In Her Own Name
What's in a name? Plenty, as Coral Peña has discovered.
Coral Peña briefly considered using a stage name when she began her career.
She saw people she admired, like Oscar Isaac, getting parts where their race was either ambiguous or even white — even though they were of Hispanic descent. She wanted casting directors to "not look at my name, and immediately go, 'Oh, she's not right for it.'"
She not only kept her last name, she made sure to keep the tilde over the n.
"The more I thought about it, the more I thought I don't want any ambiguity," Peña says, because it would be "hurting my integrity and also hurting the way that I looked at myself." The accent mark also helps people pronounce her name correctly.
Peña has gotten attention for her talents as well as her heritage.
Audiences for the 2017 film The Post noticed that she held her own in a scene with Meryl Streep, and that hers was the only speaking role of color in the acclaimed film. She's also played a CIA analyst in NBC's The Enemy Within, a CTU agent in Fox's 24: Legacy and half of an interracial, same-sex couple in the 2020 teen romance movie Chemical Hearts. Plus she's the narrator for the current season of PBS's Antiques Roadshow.

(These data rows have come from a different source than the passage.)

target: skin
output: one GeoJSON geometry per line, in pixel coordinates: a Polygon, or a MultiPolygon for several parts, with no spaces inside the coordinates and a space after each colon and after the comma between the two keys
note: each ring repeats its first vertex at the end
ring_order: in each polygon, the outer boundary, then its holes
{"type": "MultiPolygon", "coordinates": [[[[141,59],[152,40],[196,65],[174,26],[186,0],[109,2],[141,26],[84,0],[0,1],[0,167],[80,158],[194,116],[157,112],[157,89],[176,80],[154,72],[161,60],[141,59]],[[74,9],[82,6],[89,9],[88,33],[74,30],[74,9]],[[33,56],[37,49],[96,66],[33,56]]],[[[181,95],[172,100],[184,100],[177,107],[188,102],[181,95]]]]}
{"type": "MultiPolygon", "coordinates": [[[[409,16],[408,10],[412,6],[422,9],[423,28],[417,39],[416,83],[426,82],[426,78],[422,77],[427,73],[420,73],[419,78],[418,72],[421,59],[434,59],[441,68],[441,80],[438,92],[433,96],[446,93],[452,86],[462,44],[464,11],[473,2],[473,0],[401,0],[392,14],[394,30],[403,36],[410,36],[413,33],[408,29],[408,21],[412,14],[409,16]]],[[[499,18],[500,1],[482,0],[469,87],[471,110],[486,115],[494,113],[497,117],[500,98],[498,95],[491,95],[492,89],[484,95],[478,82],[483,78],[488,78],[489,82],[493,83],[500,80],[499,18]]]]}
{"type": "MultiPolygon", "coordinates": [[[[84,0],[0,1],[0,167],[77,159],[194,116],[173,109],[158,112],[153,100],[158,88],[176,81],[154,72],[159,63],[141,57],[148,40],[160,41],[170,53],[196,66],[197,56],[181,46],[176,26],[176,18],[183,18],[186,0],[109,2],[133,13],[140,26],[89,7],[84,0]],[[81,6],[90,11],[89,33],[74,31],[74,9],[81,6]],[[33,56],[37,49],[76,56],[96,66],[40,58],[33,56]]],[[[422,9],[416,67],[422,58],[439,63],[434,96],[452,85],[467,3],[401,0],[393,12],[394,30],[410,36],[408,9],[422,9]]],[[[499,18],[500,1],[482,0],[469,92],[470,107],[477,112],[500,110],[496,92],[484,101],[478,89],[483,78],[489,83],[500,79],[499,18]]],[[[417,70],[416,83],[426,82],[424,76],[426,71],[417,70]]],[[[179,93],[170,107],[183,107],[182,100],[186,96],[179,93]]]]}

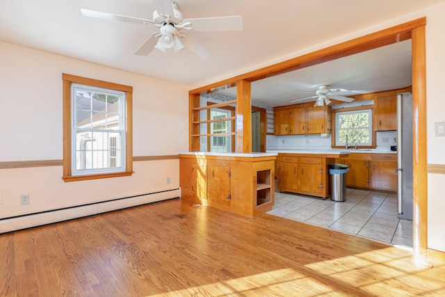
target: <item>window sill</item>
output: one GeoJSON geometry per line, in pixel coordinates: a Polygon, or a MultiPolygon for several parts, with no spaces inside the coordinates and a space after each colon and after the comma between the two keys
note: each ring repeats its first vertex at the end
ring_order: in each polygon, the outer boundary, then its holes
{"type": "Polygon", "coordinates": [[[82,180],[90,180],[90,179],[99,179],[103,178],[110,178],[110,177],[128,177],[133,175],[133,171],[125,171],[122,172],[113,172],[113,173],[104,173],[100,175],[75,175],[75,176],[68,176],[68,177],[62,177],[63,181],[65,182],[79,182],[82,180]]]}

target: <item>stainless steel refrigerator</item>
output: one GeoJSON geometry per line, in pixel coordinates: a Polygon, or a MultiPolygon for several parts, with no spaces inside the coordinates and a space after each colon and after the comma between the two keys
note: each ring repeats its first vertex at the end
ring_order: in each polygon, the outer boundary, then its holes
{"type": "Polygon", "coordinates": [[[412,95],[397,95],[397,216],[412,220],[412,95]]]}

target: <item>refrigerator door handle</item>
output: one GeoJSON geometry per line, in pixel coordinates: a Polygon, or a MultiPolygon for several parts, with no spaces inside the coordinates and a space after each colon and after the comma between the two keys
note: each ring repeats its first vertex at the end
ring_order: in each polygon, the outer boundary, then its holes
{"type": "Polygon", "coordinates": [[[403,125],[402,125],[402,95],[397,94],[396,99],[396,113],[397,113],[397,170],[401,171],[400,174],[397,175],[397,214],[403,214],[402,209],[402,175],[403,171],[402,164],[402,152],[403,147],[402,147],[402,129],[403,125]]]}

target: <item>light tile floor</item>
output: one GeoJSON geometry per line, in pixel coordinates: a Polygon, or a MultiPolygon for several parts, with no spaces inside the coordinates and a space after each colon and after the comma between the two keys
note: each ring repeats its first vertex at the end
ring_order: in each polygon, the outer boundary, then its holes
{"type": "Polygon", "coordinates": [[[412,246],[412,221],[397,217],[397,195],[347,189],[344,202],[275,192],[268,212],[392,245],[412,246]]]}

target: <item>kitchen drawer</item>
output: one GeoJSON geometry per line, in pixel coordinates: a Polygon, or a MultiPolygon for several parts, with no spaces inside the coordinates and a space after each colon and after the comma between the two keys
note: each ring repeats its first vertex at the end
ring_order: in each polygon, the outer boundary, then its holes
{"type": "Polygon", "coordinates": [[[371,154],[371,159],[373,160],[397,161],[397,154],[371,154]]]}
{"type": "Polygon", "coordinates": [[[298,156],[278,156],[280,162],[298,163],[298,156]]]}
{"type": "Polygon", "coordinates": [[[312,158],[312,156],[300,156],[300,163],[304,164],[321,164],[321,158],[312,158]]]}

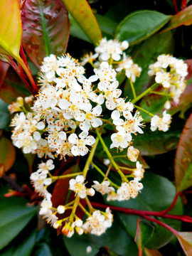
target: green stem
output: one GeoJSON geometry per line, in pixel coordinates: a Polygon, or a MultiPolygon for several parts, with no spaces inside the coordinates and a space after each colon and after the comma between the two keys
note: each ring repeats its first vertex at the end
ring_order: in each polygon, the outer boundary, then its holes
{"type": "Polygon", "coordinates": [[[73,210],[70,215],[70,222],[73,221],[73,218],[75,216],[75,210],[77,209],[77,207],[78,206],[78,204],[80,203],[80,197],[76,196],[75,199],[74,201],[74,205],[73,206],[73,210]]]}
{"type": "Polygon", "coordinates": [[[83,177],[84,177],[85,178],[85,177],[86,177],[86,176],[87,176],[87,171],[88,171],[88,169],[89,169],[90,164],[91,164],[92,160],[92,159],[93,159],[94,154],[95,154],[95,150],[96,150],[96,149],[97,149],[98,142],[99,142],[99,138],[97,137],[97,138],[96,138],[96,140],[95,140],[95,144],[94,144],[94,146],[92,146],[91,151],[90,151],[90,153],[89,156],[88,156],[88,158],[87,158],[87,161],[86,161],[85,166],[84,169],[83,169],[83,171],[82,171],[82,175],[83,175],[83,177]]]}
{"type": "Polygon", "coordinates": [[[158,83],[154,83],[153,85],[151,85],[149,88],[146,89],[144,92],[140,94],[140,95],[137,96],[135,99],[132,100],[132,102],[134,104],[138,100],[141,100],[144,96],[147,95],[148,93],[151,92],[151,90],[153,90],[154,88],[157,87],[159,85],[158,83]]]}
{"type": "Polygon", "coordinates": [[[153,94],[156,94],[157,95],[161,95],[161,96],[171,97],[171,96],[169,94],[166,94],[166,93],[164,93],[164,92],[155,92],[155,91],[151,91],[151,92],[153,93],[153,94]]]}
{"type": "Polygon", "coordinates": [[[154,116],[152,113],[149,112],[149,111],[145,110],[144,109],[143,109],[143,108],[141,107],[139,107],[139,106],[137,106],[137,105],[134,105],[134,106],[136,108],[137,108],[139,110],[143,111],[143,112],[144,112],[145,113],[149,114],[151,117],[154,117],[154,116]]]}
{"type": "Polygon", "coordinates": [[[133,92],[134,98],[136,99],[137,98],[136,92],[135,92],[134,84],[132,83],[132,81],[131,80],[131,79],[129,79],[129,82],[130,82],[132,90],[132,92],[133,92]]]}
{"type": "MultiPolygon", "coordinates": [[[[94,168],[95,168],[95,169],[98,171],[98,173],[100,173],[104,178],[105,178],[105,174],[102,171],[102,170],[97,166],[96,166],[96,164],[95,164],[94,163],[92,162],[92,164],[93,165],[94,168]]],[[[110,184],[112,186],[114,186],[117,188],[119,188],[119,186],[117,185],[116,185],[115,183],[114,183],[108,177],[107,177],[106,178],[108,181],[110,181],[110,184]]]]}
{"type": "Polygon", "coordinates": [[[78,176],[78,175],[80,175],[80,174],[82,174],[82,171],[79,172],[79,173],[76,173],[76,174],[66,174],[66,175],[61,175],[61,176],[50,176],[50,178],[51,178],[53,180],[58,180],[58,179],[60,179],[60,178],[70,178],[70,177],[73,177],[73,176],[78,176]]]}
{"type": "Polygon", "coordinates": [[[92,215],[89,212],[87,212],[87,210],[82,206],[80,203],[79,203],[79,206],[87,216],[92,217],[92,215]]]}
{"type": "Polygon", "coordinates": [[[101,134],[100,134],[99,129],[97,128],[95,129],[96,133],[97,134],[97,137],[100,139],[100,141],[102,145],[103,149],[105,151],[105,153],[107,154],[107,156],[108,156],[109,159],[110,160],[110,162],[112,163],[112,164],[113,165],[113,166],[116,169],[116,170],[117,171],[118,174],[120,175],[120,176],[122,177],[122,181],[125,181],[129,183],[129,181],[127,180],[127,178],[125,178],[124,174],[122,172],[122,171],[120,170],[119,167],[118,166],[118,165],[116,164],[116,162],[114,161],[112,156],[111,154],[111,153],[110,152],[107,146],[106,146],[104,140],[102,139],[101,134]]]}

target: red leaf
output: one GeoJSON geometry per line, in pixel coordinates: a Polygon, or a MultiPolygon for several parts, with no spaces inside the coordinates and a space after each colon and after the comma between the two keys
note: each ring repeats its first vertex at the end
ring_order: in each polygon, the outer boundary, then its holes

And now, in the second season of Apple TV+'s space drama For All Mankind, she's taken over the part of Aleida Rosales. In season one, Olivia Trujillo played this child of an undocumented custodian at the Johnson Space Center. The second season jumps ahead 10 years to find Aleida a brilliant engineer who can't hold down a job and struggles with her immigration status.
Raised in Harlem by a single mother, Peña is Dominican and came to the U.S. on a green card before becoming a citizen as an adult. She says cocreator–executive producer Ronald D. Moore and others stressed to her how collaborative they wanted the character's development to be. They are "excited about what Aleida represents," she adds, "in terms of this country and in terms of what they're trying to say with the show."
She's been looking to use her public platform to help others. At press time, her social media profiles linked to a Google document she'd created, a list of Black trans people who need financial support. The header says: "Do more than donate, read their stories."
Peña has seen proof that words matter, but, she says, "I've pulled back on being as vocal on social media because I want to hold myself accountable to making those words become actions."